Opinião & Análise

STJ

Credor sujeito à recuperação judicial

O que importa é analisar a data do evento danoso que deu causa ao ajuizamento da ação

ANS crédito rural
Ministra Nancy Andrighi Crédito: Flickr/STJ

Os pedidos de recuperação judicial têm aumentado significativamente nos últimos anos. Inúmeras empresas, de diversos ramos, têm buscado o Poder Judiciário para saírem da crise. Com esse aumento, crescem também as dúvidas dos respectivos credores quanto à sujeição dos seus créditos aos efeitos do processo de recuperação.

O art. 49, caput, da Lei de Recuperações Judiciais (Lei 11.101/2005), diz que estão sujeitos à recuperação todos os créditos existentes da data do pedido de processamento da recuperação, ainda que não vencidos.

O credor que tem crédito sujeito à recuperação será pago na forma do Plano de Recuperação Judicial aprovado na Assembleia Geral de Credores e homologado pelo juiz. O credor, por outro lado, que não tem crédito sujeito à recuperação (credor extraconcursal) deve receber independentemente do que dispuser o plano, por não estar a ele vinculado.

Há, então, um movimento intenso de credores que tentam provar que seu crédito é extraconcursal, visando, com isso, receber sem deságio e sem prazo de carência, condições geralmente previstas nos planos.

Um dos argumentos mais utilizados por credores que têm ações judiciais indenizatórias em curso contra a recuperanda é que seu crédito só é constituído com a sentença proferida no processo ou com seu trânsito em julgado. Assim, não obstante a ação judicial já existisse quando a empresa entrou em recuperação, se a sentença ou o trânsito em julgado só ocorreram depois do pedido de recuperação, o credor seria extraconcursal.

No entanto, o exame da atual jurisprudência do Superior Tribunal de Justiça revela que tal argumento está com os dias contados. Tem se consolidado o entendimento de que o crédito, nesses casos, não nasce com a sentença, com o trânsito em julgado ou com o ajuizamento da demanda. O crédito nasce com o fato que gerou a ação; com o evento danoso que deu origem ao crédito. É essa data que importará para definir se o crédito é ou não concursal. Nas palavras do ministro Paulo de Tarso Sanseverino: “O marco temporal para a aplicação do art. 49, caput, é a data da ocorrência do fato gerador da obrigação que dá origem ao crédito” (Resp 1793713).

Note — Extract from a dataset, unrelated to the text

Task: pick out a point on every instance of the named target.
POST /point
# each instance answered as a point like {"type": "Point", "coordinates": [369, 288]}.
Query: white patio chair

O ministro Marco Aurélio Bellizze afirma: “A consolidação do crédito (ainda que inexigível e ilíquido) não depende de provimento judicial que o declare e muito menos do transcurso de seu trânsito em julgado, para efeito de sua sujeição aos efeitos da recuperação judicial” (Resp 1634046). Como ensina, ainda, o Ministro Luis Felipe Salomão, “com o ato ilícito surge o direito de crédito, cuja quantificação caberá às partes, em comum acordo, ou ao magistrado, por meio de ação indenizatória. (…). A fixação do valor é protraído no tempo, mas o dever jurídico de indenizar nasce com o evento danoso.”(Resp 1447918).

Seguindo essa mesma linha de raciocínio, o STJ tem entendido que o crédito originário de honorários de sucumbência, mesmo que decorrente de sentença proferida após o pedido de recuperação, está sujeito ao concurso de credores. Assim, não obstante o advogado só tenha direito ao recebimento de honorários após a prolação da sentença que os fixa, para fins de sujeição ao concurso de credores, o que importa é analisar a data do evento danoso que deu causa ao ajuizamento da ação.

Em recentíssimo julgado, o STJ também declarou que o crédito oriundo de condenação trabalhista imposta após o pedido de recuperação judicial deve se sujeitar ao plano. Segundo a ministra Nancy Andrighi, “tratando-se, como na espécie, de vínculo jurídico decorrente de relação de trabalho, a constituição do crédito correspondente não se dá com a prolação da decisão judicial que o reconhece e o quantifica, mas desde a prestação da atividade laboral” (Resp 1721993).

Essa consolidação de entendimento é benéfica a todos, pois traz a tão almejada segurança jurídica. Então, se você é autor de uma demanda contra uma empresa que ingressou com processo de recuperação judicial fique atento à data do evento danoso para saber se está ou não sujeito aos efeitos do processo. Se seu crédito for concursal, mas ainda ilíquido, ao invés de lutar para ficar de fora, insistindo na tese da extraconcursalidade, melhor participar da recuperação, pedindo ao juiz de origem uma reserva de crédito, nos termos do artigo 6º, §3º da Lei 11.101/05.